Comuni uniti, fra territorio, economia, sviluppo. Continua il viaggio nella cosiddetta area metropolitana Chieti/Pescara.
Per un’analisi che va oltre il risparmio economico dell’unione.
C’è molto di più. Pescara è una bella città come lo sono le altre componenti della futura area metropolitana, a cominciare da Chieti. Quello che manca è la logica territoriale. Non potrebbe essere altrimenti
testo di Raffaele Morelli, foto di Paolo Iammarrone
Realtà nate e cresciute per inerzia, nella migliore delle ipotesi concepite secondo logiche ristrette al microterritorio di ciascun comune. La sfida, la vera differenza qualitativa tra presente e futuro, è la razionalizzazione e l’intersecazione delle logiche esistenziali dei nove comuni. Quelli che amano viaggiare non possono non rimanere colpiti dalle dimensioni degli spazi esistenti nei grandi comuni. Roma, Milano Torino, Napoli tanto per citare le più grandi sono belle perché strade, piazze, spazi in generale, rendono l’atmosfera della grande città e colpiscono gli occhi e la fantasia. La vera sfida del secolo appena cominciato è proprio questa: ripensare un’area metropolitana rappresentata da un’accozzaglia di cemento buttata in modo più o meno casuale, alla rinfusa e trasformarla in una realtà territoriale definita e logica.

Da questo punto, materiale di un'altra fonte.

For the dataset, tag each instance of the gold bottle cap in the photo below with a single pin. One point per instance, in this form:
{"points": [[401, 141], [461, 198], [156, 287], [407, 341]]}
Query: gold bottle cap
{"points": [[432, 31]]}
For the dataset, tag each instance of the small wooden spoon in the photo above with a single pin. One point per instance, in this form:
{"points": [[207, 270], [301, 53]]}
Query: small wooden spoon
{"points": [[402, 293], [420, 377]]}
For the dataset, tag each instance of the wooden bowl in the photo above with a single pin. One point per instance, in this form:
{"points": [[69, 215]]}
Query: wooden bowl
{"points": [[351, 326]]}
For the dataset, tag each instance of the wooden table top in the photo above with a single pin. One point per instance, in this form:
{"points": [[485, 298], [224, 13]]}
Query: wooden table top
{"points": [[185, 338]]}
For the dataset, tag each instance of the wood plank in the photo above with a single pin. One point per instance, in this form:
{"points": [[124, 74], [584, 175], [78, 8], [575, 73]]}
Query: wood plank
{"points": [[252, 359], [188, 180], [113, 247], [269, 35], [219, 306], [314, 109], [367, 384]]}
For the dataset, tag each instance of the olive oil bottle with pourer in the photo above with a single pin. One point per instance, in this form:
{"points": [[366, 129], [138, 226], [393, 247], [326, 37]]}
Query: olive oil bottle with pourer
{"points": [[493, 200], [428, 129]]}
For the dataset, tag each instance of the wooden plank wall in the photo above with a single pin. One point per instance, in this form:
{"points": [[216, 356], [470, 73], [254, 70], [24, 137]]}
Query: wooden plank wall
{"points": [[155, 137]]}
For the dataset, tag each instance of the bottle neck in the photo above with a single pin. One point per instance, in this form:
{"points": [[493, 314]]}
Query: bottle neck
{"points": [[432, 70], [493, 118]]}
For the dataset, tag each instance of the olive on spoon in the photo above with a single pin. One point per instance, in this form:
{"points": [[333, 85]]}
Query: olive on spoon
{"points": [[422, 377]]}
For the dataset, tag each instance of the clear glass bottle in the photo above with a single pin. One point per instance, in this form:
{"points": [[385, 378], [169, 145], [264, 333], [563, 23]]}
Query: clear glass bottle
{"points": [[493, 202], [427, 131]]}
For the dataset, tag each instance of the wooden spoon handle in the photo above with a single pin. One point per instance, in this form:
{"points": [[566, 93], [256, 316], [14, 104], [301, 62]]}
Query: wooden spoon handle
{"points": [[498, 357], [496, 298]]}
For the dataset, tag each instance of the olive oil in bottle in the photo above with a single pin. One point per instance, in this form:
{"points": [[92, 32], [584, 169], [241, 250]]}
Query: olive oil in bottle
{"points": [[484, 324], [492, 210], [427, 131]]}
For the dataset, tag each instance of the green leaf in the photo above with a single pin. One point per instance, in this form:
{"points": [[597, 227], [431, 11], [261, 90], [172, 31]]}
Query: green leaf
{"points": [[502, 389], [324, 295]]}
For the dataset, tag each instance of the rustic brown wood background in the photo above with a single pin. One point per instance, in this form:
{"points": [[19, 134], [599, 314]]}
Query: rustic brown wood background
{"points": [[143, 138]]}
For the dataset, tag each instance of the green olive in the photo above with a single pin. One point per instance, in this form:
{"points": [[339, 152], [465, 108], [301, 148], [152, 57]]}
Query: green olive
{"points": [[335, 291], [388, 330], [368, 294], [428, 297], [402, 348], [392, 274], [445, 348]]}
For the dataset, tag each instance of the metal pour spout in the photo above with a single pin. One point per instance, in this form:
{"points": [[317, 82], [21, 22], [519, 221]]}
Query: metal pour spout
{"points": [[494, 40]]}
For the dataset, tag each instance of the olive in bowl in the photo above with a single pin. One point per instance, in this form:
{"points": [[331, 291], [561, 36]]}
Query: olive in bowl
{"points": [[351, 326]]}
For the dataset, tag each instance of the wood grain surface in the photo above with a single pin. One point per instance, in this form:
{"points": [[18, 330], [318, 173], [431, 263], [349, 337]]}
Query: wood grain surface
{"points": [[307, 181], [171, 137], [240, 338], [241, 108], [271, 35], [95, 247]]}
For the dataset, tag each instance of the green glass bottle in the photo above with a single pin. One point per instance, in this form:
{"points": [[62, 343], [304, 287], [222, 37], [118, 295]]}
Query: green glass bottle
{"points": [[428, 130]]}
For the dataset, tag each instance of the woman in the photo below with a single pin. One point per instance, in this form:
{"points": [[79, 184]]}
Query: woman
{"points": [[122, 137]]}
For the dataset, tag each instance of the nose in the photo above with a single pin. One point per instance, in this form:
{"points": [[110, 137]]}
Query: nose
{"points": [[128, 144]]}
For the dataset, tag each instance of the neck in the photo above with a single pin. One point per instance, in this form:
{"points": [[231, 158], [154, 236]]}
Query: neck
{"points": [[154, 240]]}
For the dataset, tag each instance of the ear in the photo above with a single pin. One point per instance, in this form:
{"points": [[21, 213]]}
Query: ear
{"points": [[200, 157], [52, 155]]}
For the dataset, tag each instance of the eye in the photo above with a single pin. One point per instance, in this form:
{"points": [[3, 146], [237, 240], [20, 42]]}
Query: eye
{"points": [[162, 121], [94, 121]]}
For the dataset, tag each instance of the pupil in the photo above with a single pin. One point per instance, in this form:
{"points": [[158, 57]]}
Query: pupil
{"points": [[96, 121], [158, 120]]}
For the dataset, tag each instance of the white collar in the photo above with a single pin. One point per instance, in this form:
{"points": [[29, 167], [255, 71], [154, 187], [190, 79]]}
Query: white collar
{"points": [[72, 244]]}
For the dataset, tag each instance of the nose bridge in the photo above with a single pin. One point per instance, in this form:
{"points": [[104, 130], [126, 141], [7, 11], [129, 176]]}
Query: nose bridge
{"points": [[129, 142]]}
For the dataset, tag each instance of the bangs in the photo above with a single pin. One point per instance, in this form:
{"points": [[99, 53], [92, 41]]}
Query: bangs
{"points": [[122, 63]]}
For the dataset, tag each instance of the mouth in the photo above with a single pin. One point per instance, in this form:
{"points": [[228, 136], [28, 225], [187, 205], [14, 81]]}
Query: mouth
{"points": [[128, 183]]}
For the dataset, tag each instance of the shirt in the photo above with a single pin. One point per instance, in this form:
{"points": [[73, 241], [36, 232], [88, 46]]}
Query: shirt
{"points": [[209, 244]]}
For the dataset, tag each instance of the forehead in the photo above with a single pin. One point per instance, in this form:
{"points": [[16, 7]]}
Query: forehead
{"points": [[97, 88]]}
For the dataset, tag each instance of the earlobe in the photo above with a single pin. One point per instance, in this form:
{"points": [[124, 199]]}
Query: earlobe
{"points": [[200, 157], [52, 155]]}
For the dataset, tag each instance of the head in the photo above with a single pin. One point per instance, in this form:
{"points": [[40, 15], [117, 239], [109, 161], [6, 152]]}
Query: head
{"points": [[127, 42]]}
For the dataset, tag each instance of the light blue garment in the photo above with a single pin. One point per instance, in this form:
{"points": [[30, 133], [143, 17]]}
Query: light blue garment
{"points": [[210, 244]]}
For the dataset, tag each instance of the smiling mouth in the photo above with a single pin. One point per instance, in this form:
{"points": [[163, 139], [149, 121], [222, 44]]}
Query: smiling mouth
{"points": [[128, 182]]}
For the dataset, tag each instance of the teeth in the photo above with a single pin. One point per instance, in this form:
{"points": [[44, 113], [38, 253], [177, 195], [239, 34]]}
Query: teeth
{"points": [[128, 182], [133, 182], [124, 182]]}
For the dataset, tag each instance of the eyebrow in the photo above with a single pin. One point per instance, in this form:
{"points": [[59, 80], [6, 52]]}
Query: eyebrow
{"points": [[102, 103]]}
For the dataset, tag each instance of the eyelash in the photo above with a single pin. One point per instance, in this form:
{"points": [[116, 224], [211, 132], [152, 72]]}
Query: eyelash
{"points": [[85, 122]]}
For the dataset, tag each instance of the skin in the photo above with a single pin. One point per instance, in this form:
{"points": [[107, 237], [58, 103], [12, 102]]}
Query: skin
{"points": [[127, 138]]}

Il compito degli amministratori che verranno è quello di costruire spazi, strade e rinnovare l’edilizia secondo una logica migliore di quella (ma ne è mai stata usata davvero una?) che ha caratterizzato il passato dei comuni che sono compresi nella città territoriale attuale. Pensate soltanto alla possibilità di immaginare un vero spazio ciclabile che comprenda tutto ciò che esiste tra il fiume Foro e la torre di Cerrano e tra la foce del Pescara e la frazione di Brecciarola. Per non parlare del trasporto su rotaia, che consentirebbe di rivoluzionare davvero le condizioni del traffico non solo di Pescara ma di tutta l’area. E la progettazione e realizzazione di altri assi viari che consentano di sfiammare l’intasamento della Tiburtina e della strada statale che taglia in verticale verso nord tutta la citta. E c’è dell’altro.
Avere spazi culturali in comune significa razionalizzare l’offerta ed evitare sovrapposizioni e sprechi migliorando, al contempo, l’economia di gestione degli spazzi stessi. Ma ancora, pensare ad una nuova e molto più grande realtà cittadina potrebbe portare a riassorbire zone che oggi sono considerate periferiche, in un lavoro di riequilibrio dell’intera realtà sociale di questo territorio. Le zone di confine, che non ricevono supporto sociale né da una parte né dall’altra, diventerebbero improvvisamente cerniere che si aprono verso il futuro e andrebbero ripensate, in questa ottica, e riattrezzate al meglio, consentendo a tutti di sollevare il tenore e la qualità dell’esistenza.
Un esempio per tutti: Dragonara sta tra Pescara e Chieti in modo equidistante e, oggi, è condannata ad essere punto di passaggio e di costruzione di zone commerciali. In un progetto di unione ritroverebbe una dignità abitativa ed impiantistica che oggi manca e di cui gli abitanti non potrebbero essere che felici. Riassumendo, la città metropolitana rappresenta un’imperdibile opportunità di riqualificazione e di sviluppo del territorio dei comuni che ne fanno parte, oltreché di risparmio e di razionalizzazione dei costi politici ed amministrativi di tutte le popolazioni che vi abitano. Possiamo, in tempi come questi, lasciarci scappare un’occasione imperdibile per rivoluzionare la nostra stessa vita quotidiana, pagare meno tasse, essere meno soggetti alla politica “creativa” dell’assessore di turno, come accade ora? Io penso che ogni buon cittadino di ciascuna delle realtà che compongono il nuovo quadro politico amministrativo di questa zona sappia bene quale sia la risposta. Per questo ometto di citarla espressamente.